Después de mucho vacilar y dado que me gusta bastante el café (con sus curiosidades), me he decido a comprar una cafetera KRUPS Nespresso.
Resumiendo mucho, estas son las conclusiones que saco (por si alguien se lo está pensando):
- El café es caro, 0,33 € cada uno (por cápsula); esto es, un tercio del precio en un bar, el triple del café de cafetera italiana en tu casa (cálculo burdo pero aproximado).
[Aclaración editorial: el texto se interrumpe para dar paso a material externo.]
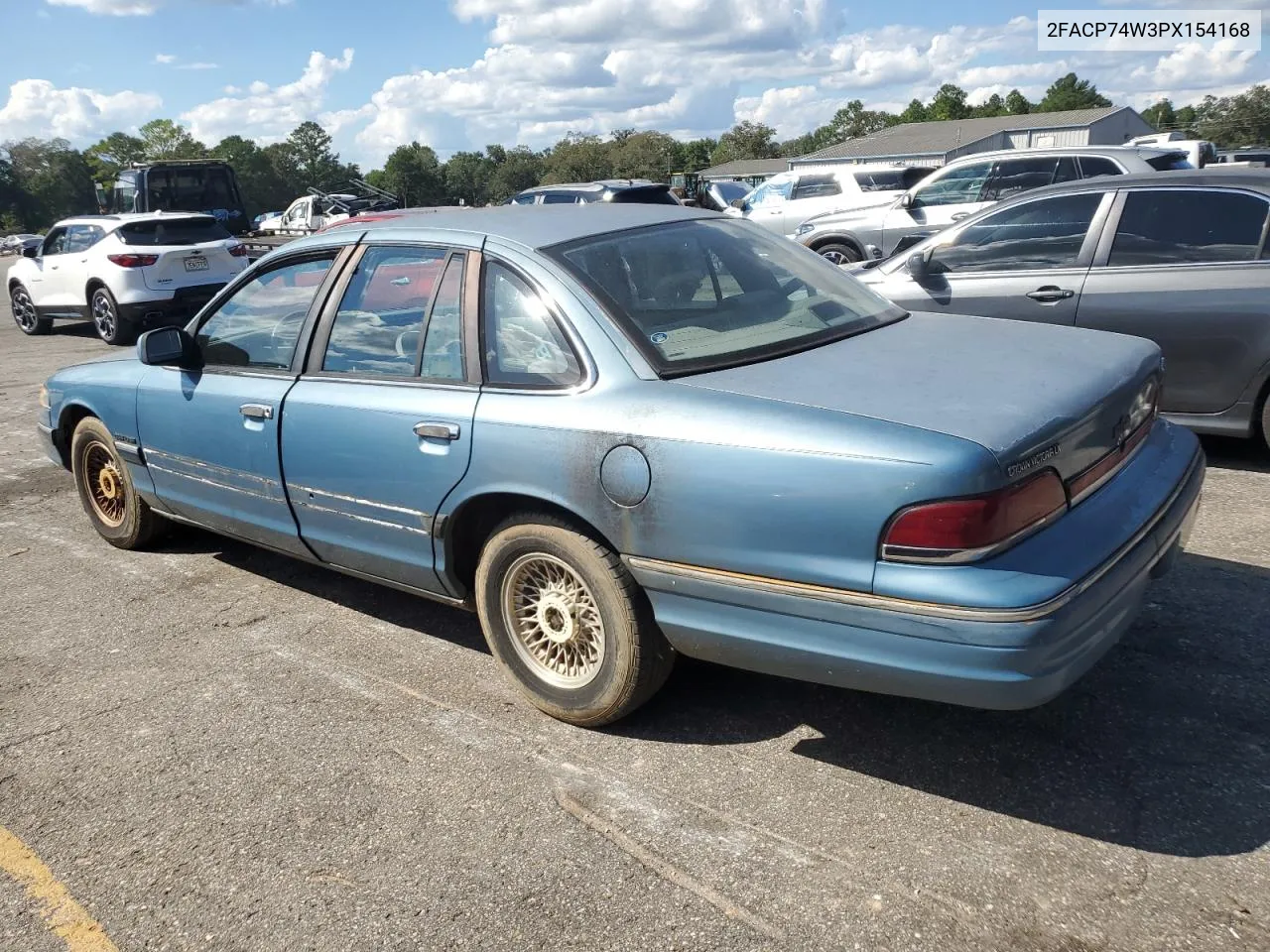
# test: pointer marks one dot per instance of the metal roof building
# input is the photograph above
(939, 143)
Vamos, estamos en el medio.
- Sus mayores virtudes —y principales por las que la compré— son la rapidez y la limpieza. Simplemente se pone el café y en un minuto está listo. Los siguientes tardan incluso menos.
- Las variedades de café son muy amplias. Tienes dieciséis tipos para elegir, tres de ellos descafeinados.
- De los que he probado (no todos, todavía) tengo que decir que son bastante flojos, aunque he de reconocer que a mi me gustan los cafés largos y quizás las cápsulas probadas eran para cafés cortos. Pero el sabor es muy bueno. Y no es que sea un experto, simplemente me gusta.
- Las cápsulas las tienes que pedir por Internet (hay muy pocas tiendas en España). Eso a la larga es una ventaja ya que no te tienes que desplazar para comprarlas. La única pega, los gastos de envío.
- La máquina no es demasiado grande y se puede acoplar a cualquier esquina de tu cocina.
- En definitiva, si te gusta el café es una buena compra, si te conformas con café soluble, creo que es un gasto inútil.
Pero más que estas conclusiones, la mayor que saco es que los chicos de Nespresso son unas máquinas haciendo marketing. De la nada se han creado el ecosistema del café: se han hecho su propia cafetera, nueva, moderna, “pija”…; luego sus propias cápsulas, incompatibles con cualquier otro modelo de cafetera (y supongo que con patente ya que todavía no ha salido la competencia); y luego una extraordinaria campaña de publicidad en la que te hacen creer que hasta dios quiere una cafetera de este tipo. Realmente impresionante. Mi enhorabuena a estos chicos.
Eso sí, si te la compras, no serás más cool; simplemente harás café
.
P.D.: Si eres un poco manitas y no te apetece pedir demasiadas cápsulas, siempre las puedes reciclar con un poco de papel de plata y otro poco de celo. Y café molido, claro.